Unfortunately, most of the research on whether gun ownership does or doesn’t prevent crime suffers from the admitted failure by public health researchers to construct a research model that can really explain to what degree a coincidence (i.e., concealed-carry licenses going up, crime rates going down) is actually a causality or not. What the research team which published this study did to sharpen the focus of this question was to look at county-level issuances of CCW in 4 states (Florida, Michigan, Pennsylvania, Texas) and compare this date against county-level arrest data in the same 4 states for, and here’s the important point, ten years following the issuance of CCW, or what is also referred to as CHL.

        Gov. Rick Perry

Gov. Rick Perry

Before getting to the results of this study, I should mention one very important distinction between the research team that was responsible for this work, as opposed to public health researchers who have been active in this particular field.  For the most part, the work that has debunked the ‘more guns = less crime’ argument has come out of either elite, Ivy League institutions like Harvard or Yale, or has been the product of the Center for Gun Policy and Research at the Johns Hopkins University School of Public Health.  And since everybody knows that the anti-gun monster Bloomberg funded the Hopkins School of Public Health, everyone knows that their work is only published when it supports something that is anti-gun.  And if you think I’m overstating the degree to which the pro-gun gang dismisses public health gun violence research through the shabbiest form of academic character assassination, take a look at what Gary Kleck recently said about criticisms of his work.

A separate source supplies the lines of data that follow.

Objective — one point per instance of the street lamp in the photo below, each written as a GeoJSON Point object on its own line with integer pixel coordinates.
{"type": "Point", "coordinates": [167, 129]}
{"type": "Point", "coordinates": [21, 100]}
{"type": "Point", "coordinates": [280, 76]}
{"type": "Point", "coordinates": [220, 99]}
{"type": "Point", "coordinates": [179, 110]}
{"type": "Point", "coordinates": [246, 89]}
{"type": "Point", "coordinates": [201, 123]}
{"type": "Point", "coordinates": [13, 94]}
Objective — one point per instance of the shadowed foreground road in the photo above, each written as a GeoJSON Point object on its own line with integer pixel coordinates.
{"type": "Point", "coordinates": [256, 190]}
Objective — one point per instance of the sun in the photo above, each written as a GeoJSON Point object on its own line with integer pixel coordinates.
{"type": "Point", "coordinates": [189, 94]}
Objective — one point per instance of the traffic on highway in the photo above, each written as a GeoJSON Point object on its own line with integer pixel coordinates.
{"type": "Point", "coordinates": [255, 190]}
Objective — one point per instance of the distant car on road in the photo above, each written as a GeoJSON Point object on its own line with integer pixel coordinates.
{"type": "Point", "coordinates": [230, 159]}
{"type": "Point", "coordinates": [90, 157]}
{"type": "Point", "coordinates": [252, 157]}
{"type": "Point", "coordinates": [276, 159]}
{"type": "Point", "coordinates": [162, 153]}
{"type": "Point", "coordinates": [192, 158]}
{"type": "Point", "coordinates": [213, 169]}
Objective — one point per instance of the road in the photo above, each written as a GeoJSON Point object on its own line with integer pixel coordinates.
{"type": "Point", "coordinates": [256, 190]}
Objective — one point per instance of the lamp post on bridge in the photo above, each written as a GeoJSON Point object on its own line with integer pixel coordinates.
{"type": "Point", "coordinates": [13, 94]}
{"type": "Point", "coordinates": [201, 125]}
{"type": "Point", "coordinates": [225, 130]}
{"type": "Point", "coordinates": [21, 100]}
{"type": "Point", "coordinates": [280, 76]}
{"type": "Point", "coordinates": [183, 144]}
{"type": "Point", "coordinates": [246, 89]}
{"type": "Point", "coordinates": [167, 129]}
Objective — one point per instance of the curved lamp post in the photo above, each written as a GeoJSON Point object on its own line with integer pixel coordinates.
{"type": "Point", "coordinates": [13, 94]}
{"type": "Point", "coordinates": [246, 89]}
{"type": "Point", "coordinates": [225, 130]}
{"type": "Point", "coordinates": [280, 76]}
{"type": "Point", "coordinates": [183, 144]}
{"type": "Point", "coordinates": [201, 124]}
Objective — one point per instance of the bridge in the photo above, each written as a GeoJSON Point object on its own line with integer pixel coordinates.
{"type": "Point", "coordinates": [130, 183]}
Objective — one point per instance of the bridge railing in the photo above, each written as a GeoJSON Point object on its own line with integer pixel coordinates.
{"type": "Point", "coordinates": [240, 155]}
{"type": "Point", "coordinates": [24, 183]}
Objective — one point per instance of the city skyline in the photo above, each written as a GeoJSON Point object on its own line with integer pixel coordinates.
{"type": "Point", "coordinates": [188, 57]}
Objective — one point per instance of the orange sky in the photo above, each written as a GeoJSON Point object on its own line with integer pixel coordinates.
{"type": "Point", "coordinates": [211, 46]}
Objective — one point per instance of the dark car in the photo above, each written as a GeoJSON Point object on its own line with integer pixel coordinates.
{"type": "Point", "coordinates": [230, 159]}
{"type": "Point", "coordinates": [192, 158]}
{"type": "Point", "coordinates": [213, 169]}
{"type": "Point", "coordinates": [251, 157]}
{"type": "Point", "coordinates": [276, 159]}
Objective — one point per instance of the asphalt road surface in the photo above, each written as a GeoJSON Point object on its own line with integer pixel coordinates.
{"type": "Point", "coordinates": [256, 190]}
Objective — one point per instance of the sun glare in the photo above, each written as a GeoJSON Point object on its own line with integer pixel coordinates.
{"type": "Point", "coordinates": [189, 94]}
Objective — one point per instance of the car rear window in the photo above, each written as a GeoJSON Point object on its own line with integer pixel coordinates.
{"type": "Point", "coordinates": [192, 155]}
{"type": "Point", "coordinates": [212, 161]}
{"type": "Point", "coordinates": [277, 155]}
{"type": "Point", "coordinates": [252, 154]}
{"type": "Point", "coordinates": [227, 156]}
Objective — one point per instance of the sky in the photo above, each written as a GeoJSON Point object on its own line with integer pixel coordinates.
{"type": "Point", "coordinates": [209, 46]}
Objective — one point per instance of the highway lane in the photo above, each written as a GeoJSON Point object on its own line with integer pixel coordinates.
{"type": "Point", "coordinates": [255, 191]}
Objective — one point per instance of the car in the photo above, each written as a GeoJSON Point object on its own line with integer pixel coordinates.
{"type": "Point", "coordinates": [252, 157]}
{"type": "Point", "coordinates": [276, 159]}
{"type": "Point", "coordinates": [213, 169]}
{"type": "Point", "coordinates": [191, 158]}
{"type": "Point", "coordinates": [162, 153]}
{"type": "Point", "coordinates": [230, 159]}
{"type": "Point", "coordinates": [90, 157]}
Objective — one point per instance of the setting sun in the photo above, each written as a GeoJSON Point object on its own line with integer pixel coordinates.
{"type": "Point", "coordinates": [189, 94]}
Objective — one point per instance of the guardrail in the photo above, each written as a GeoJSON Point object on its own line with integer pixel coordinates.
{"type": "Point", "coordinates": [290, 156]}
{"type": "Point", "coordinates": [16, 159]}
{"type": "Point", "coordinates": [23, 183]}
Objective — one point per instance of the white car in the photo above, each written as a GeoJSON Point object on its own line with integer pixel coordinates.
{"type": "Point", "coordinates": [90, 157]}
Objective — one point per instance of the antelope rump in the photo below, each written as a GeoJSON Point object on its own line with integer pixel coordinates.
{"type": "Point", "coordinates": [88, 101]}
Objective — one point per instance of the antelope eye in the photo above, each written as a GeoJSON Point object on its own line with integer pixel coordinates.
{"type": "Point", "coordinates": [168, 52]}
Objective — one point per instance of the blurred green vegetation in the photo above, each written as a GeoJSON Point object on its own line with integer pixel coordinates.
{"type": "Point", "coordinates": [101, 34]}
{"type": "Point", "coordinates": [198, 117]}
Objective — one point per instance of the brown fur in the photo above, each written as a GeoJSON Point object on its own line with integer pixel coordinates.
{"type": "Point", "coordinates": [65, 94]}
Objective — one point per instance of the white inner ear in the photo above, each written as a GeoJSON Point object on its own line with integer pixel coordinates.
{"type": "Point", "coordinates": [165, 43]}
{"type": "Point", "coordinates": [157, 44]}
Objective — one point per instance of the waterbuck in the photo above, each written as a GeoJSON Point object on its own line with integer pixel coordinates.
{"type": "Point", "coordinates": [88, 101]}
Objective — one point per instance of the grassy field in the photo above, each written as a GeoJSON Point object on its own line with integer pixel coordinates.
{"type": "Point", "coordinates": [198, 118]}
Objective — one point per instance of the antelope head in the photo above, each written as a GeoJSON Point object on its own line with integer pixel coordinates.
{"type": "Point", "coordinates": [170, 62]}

The group that researched and wrote the referenced article aren’t faculty from Hopkins, Stanford, Harvard or Yale.  They are from the Department of Health Policy and Management at Texas A&M. Whoa!  Texas A&M?  A school located in the state where the previous Governor claims he carries a gun for self-protection against prairie dogs when he’s out for his morning jog? But Texas, on the other hand, is not only the state for guns, but next January the Lone Star State will roll back a 140-year old law and let its good citizens carry guns openly just about anywhere they choose.

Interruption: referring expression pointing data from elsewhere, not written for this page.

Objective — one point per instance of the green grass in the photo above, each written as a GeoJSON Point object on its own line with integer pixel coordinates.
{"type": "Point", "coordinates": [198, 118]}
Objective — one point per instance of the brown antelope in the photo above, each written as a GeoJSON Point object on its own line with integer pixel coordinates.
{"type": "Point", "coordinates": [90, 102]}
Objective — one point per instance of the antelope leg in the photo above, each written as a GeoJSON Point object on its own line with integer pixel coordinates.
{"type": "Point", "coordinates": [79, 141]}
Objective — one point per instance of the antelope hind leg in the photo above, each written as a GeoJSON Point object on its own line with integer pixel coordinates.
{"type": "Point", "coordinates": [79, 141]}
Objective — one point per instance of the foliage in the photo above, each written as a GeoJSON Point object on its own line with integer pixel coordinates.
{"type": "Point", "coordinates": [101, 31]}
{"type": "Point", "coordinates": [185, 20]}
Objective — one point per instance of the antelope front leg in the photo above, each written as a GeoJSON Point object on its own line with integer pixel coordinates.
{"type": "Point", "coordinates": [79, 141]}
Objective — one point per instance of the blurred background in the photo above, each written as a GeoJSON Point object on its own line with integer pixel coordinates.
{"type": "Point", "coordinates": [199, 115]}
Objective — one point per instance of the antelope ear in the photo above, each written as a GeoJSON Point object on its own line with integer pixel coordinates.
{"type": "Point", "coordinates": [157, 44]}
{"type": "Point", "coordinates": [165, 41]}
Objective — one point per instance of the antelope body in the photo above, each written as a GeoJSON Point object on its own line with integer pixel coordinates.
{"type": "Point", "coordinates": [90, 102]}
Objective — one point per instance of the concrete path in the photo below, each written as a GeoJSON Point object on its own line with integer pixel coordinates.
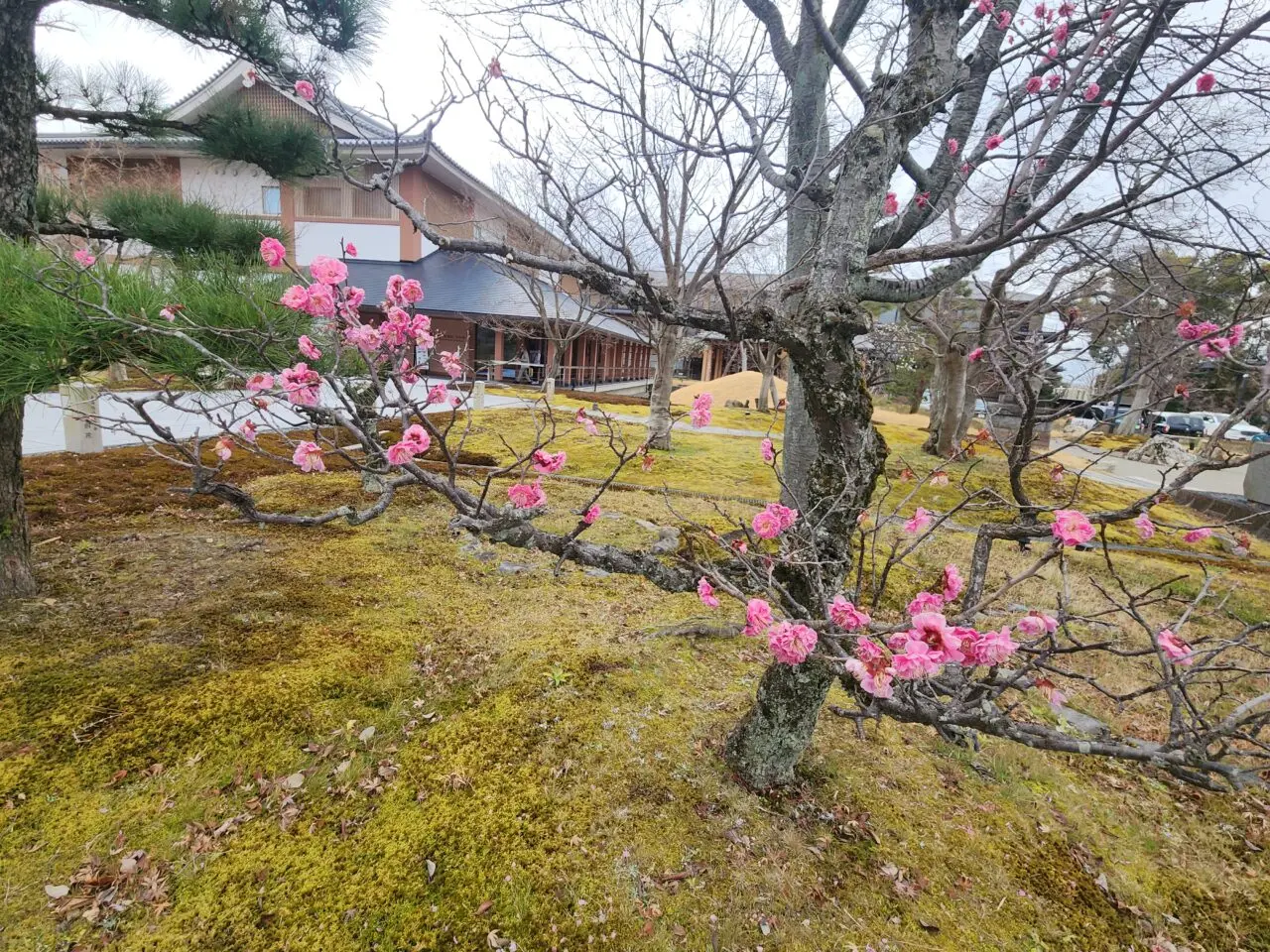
{"type": "Point", "coordinates": [44, 425]}
{"type": "Point", "coordinates": [1118, 471]}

That all being said, exactly what did this team of Texans discover about the relationship between concealed-carry and crime?   They discovered that there’s no relationship at all.  Between 1998 and 2010, the personal crime rate in Florida dropped by 9%, it was flat even in Michigan, and went up slightly in Texas and Pennsylvania.  The property crime rate declined in Florida and Texas, murders increased slightly in Pennsylvania and the Sunshine State.  The burglary rate in all 4 states decreased, even though a major portion of Lott’s book was devoted to ‘proving’ that non-personal crimes would increase after CCWs were issued because criminals were afraid that more citizens would have guns.

I’ll end this comment by quoting the researchers themselves: “Is CHL licensing in any way related to crime rates? The results of this research indicate that no such relationships exist.” As my grandmother would say, “and that’s that.”